Friday, January 7, 2011

Sick Again

For the first time I can recall, I got the flu.  I’ve had fevers and colds in the past, but never the dreaded combination of the two. 
 Fever.  High temperature – something from 99 to 101.  When I was very young, I had a fever so high I became delirious.  That was an unpleasant experience: a nightmare which continued with your eyes open when you were wide awake, from which there was no escape.  From then on the Universal Pictures logo would make me nervous. 
            Since then, I’ve never had a fever go that high, and the closest to delirium I’d get would be a greenish tinge to everything, even with my lenses out.  I have noticed that Excedrin Migraine makes a dramatic difference, dropping the temperature by 2 degrees and making me feel much more normal.
            Other unpleasant aspects are a general feeling of weakness and fatigue, as if every single cell in your body was at half strength, and a deep chill, resulting in intense shivering, despite being inside with the heat on and wrapped in warm clothing.
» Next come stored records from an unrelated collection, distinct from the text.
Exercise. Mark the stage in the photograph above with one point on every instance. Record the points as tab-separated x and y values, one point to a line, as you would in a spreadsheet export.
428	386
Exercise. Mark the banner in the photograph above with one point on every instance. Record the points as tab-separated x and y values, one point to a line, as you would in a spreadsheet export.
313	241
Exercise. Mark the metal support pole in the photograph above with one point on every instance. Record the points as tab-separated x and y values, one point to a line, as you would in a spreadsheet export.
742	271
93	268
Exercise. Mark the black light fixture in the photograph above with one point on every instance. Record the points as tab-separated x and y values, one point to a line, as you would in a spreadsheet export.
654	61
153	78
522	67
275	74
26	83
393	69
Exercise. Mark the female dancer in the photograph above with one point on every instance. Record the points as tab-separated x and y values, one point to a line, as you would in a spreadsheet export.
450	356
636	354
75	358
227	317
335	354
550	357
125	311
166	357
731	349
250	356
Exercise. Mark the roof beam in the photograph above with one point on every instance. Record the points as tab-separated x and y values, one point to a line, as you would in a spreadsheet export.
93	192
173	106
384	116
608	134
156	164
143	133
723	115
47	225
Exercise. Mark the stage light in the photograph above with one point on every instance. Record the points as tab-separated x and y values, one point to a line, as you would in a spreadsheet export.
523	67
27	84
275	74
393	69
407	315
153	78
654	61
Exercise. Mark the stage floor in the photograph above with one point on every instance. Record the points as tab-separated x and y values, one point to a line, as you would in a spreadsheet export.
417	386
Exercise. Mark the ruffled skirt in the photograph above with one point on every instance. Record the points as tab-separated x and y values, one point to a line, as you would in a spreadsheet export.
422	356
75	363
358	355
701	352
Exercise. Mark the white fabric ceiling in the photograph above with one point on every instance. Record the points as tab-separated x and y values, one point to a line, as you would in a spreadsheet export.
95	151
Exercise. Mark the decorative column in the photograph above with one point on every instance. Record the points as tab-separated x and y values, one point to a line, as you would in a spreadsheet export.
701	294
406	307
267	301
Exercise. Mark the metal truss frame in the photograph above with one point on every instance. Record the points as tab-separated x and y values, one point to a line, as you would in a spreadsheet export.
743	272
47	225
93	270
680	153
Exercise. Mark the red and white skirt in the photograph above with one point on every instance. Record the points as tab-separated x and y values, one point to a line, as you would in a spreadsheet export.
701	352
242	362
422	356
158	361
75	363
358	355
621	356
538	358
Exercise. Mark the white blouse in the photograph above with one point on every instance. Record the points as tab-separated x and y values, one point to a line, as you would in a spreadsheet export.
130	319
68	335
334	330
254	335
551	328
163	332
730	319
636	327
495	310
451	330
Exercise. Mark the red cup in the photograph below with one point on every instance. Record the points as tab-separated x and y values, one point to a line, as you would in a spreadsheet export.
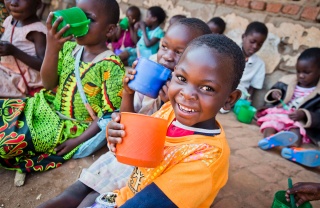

            Finally, there is the “same dream over and over again” deal, hardly being able to sleep as I drench the bed soaking wet in sweat, until the fever finally peaks and breaks.  Again, not particularly pleasant.
 Cold.  A cold usually starts out with a sore throat, which is easily remedied with aspirin or Tylenol.  Later comes stuffy nose, coughing, then runny nose, with sneezing thrown in.  It tends to last a week or two.  Unlike a fever, which gives an overall impression of “out of it, on another planet”, a psychological as well as physiological impact, a cold merely seems to be a physical inconvenience.
 A cold, to me, is mostly a nuisance, and won’t keep me from work, from play, from going out and about.  I might not work as hard at the gym as I otherwise would, but it’s not a big deal.  A fever, though, may keep me at home for the first day or so until it begins to taper off.  Illnesses always seem to hit strong and hard, yet taper off in severity gradually.
 What to do?  Well, one thing I don’t do is go to the ER or even urgent care.  Instead, I stay home and self-medicate on aspirin or whatever.  I really hate forced idleness; staying in bed sick is not my natural inclination.  But if I’m stuck at home, I’ll find something to do.  This time around I watched all of “Life on Mars” on DVD, all 4 discs of the single season in the US.  Years ago I had the rare occasion where I was both snowed in AND had a fever, plus I had just borrowed the extended versions of Lord of the Rings on DVD – a LOTR marathon for the remarkably rare opportunity where you can watch 10 hours of hobbits nonstop.  Or another time, I had purchased 3 Tom Clancy books, which I had never read, by some strange coincidence the day before I was struck down with a fever.